Interview de M. Alain Madelin, ministre des entreprises et du développement économique chargé des PME et du commerce et de l'artisanat et vice-président du PR, à France-Inter le 25 avril 1995, sur la campagne électorale et son soutien à Jacques Chirac, candidat à l'élection présidentielle, à la veille du 2ème tour.

Prononcé le

Intervenant(s) : 
  • Alain Madelin - Ministre des entreprises et du développement économique chargé des PME et du commerce et de l'artisanat et vice-président du PR ;
  • Annette Ardisson - Journaliste

Média : France Inter

Texte intégral

A. Ardisson : Vous avez fait le bon choix dès le premier tour puisque que vous avez été « le » membre du PR à choisir J. Chirac dès le départ.

A. Madelin : J'ai fait le choix de J. Chirac mais ce n'était pas un choix contre E. Balladur. J'ai veillé à ce que cette campagne soit un débat loyal entre des hommes qui ont des qualités différentes et des projets différents pour le pays. Si E. Balladur avait été en tête, tout à fait normalement je l'aurais aussitôt soutenu. Il en a été de même pour mes amis du PR qui avaient soutenu E. Balladur et qui vont faire campagne pour le rassemblement le plus large au second tour, derrière J. Chirac et son projet pour la France.

A. Ardisson : Y a-t-il encore une famille PR au sens culturel ?

A. Madelin : La réponse est oui mais sincèrement, aujourd'hui, je m'intéresse plus mon pays qu'aux problèmes de mon parti.

A. Ardisson : Ce qui veut dire ?

A. Madelin : Que très sincèrement, je n'ai pas tellement envie de parler des problèmes des appareils politiques, ce n'est pas à l'ordre du jour. Ce qui l'est c'est d'essayer de constituer autour de J. Chirac le rassemblement le plus large, le débat le plus clair, les options les plus nettes, pour faire bouger la France.

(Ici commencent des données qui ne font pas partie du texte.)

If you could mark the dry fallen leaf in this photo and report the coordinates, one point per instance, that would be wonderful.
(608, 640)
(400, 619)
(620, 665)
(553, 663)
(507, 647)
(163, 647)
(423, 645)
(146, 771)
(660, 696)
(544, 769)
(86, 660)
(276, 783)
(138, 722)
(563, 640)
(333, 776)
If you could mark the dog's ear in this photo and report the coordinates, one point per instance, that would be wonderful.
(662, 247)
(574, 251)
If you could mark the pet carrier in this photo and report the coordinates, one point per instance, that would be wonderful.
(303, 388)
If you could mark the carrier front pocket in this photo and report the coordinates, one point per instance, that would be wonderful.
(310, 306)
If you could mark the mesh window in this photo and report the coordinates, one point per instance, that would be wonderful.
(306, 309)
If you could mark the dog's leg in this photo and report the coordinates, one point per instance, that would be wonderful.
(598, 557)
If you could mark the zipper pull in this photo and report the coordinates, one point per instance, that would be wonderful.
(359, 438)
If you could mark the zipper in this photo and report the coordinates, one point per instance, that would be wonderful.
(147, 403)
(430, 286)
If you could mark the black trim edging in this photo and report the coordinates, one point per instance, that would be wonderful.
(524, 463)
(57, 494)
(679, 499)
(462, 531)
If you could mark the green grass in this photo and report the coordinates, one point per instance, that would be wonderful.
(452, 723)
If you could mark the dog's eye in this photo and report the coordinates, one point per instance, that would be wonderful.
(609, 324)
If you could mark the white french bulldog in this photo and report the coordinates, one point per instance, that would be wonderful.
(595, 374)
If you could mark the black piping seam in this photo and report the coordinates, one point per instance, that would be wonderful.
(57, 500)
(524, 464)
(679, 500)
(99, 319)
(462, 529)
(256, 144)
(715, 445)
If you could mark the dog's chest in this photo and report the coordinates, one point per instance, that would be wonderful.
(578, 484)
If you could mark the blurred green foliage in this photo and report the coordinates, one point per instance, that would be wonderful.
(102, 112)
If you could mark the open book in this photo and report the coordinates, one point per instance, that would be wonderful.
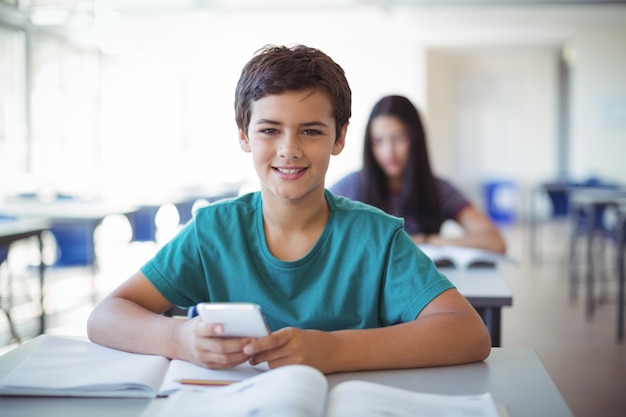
(302, 391)
(68, 367)
(461, 257)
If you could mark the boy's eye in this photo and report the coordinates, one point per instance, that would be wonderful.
(311, 132)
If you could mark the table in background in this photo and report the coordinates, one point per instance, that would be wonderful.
(73, 223)
(587, 208)
(515, 377)
(487, 291)
(18, 229)
(142, 221)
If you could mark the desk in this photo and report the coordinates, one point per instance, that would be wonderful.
(516, 379)
(73, 223)
(14, 230)
(487, 292)
(587, 207)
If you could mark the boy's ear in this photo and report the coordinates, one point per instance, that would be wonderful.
(243, 141)
(340, 142)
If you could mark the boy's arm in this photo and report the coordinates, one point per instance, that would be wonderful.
(448, 331)
(130, 319)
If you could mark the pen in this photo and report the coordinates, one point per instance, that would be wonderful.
(206, 382)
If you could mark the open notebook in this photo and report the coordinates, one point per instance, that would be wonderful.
(68, 367)
(298, 390)
(461, 257)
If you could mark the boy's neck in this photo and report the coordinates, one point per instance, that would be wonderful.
(292, 227)
(294, 214)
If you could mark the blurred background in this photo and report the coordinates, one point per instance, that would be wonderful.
(112, 98)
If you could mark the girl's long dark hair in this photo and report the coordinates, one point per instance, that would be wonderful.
(419, 194)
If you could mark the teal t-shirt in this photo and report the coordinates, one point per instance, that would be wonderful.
(363, 272)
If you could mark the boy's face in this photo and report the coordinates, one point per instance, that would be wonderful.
(291, 137)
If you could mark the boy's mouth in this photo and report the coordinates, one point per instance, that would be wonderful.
(289, 171)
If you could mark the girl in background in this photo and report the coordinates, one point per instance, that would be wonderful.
(397, 178)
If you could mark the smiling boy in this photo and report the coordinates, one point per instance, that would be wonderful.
(341, 284)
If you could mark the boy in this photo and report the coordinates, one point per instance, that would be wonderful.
(341, 284)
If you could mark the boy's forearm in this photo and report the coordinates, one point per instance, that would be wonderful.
(442, 339)
(124, 325)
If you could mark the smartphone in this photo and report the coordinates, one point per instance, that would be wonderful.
(238, 319)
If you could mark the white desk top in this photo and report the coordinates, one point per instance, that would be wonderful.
(516, 379)
(65, 210)
(483, 287)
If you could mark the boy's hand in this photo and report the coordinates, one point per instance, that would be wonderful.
(290, 346)
(206, 347)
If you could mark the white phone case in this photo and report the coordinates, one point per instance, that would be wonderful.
(238, 319)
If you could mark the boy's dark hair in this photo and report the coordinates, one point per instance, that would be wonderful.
(276, 69)
(419, 195)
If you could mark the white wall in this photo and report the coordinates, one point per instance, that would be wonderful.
(196, 59)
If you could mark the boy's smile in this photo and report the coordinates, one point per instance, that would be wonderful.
(291, 137)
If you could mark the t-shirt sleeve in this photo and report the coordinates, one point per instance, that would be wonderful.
(412, 281)
(176, 269)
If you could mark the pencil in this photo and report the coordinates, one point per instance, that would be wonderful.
(205, 382)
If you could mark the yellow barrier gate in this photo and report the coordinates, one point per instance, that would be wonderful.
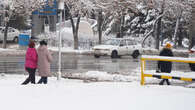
(162, 58)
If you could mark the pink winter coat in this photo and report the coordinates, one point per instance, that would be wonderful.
(31, 58)
(44, 60)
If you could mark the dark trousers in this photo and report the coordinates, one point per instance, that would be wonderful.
(43, 80)
(163, 80)
(31, 77)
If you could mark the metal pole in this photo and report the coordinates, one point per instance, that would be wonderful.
(60, 45)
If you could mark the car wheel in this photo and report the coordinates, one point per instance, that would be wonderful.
(96, 56)
(114, 54)
(135, 54)
(192, 66)
(15, 39)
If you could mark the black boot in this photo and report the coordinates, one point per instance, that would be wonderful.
(26, 81)
(161, 82)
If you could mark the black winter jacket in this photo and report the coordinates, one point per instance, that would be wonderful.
(165, 66)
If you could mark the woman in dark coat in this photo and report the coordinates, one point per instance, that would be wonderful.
(165, 66)
(31, 63)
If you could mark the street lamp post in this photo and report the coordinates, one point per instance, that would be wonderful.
(61, 8)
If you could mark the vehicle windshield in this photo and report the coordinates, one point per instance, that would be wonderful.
(112, 42)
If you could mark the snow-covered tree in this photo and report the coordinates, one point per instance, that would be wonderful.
(18, 7)
(78, 9)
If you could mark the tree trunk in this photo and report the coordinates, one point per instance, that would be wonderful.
(5, 35)
(100, 20)
(153, 29)
(75, 31)
(158, 32)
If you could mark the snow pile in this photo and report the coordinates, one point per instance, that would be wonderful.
(100, 76)
(76, 95)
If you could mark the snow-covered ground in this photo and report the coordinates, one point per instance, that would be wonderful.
(69, 94)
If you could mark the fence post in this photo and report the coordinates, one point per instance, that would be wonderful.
(142, 71)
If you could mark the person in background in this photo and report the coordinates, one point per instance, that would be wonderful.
(31, 63)
(44, 60)
(165, 66)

A. Ardisson : Parfois les notions d'appareils et de projets se croisent, je pense à la réflexion de C. Pasqua, hier, qui disait que pour élargir précisément son audience, J. Chirac ferait bien de songer à – il n'a pas employé le terme, c'est moi qui l'emploie – « à instiller » un peu de proportionnelle dans ses idées concernant les institutions.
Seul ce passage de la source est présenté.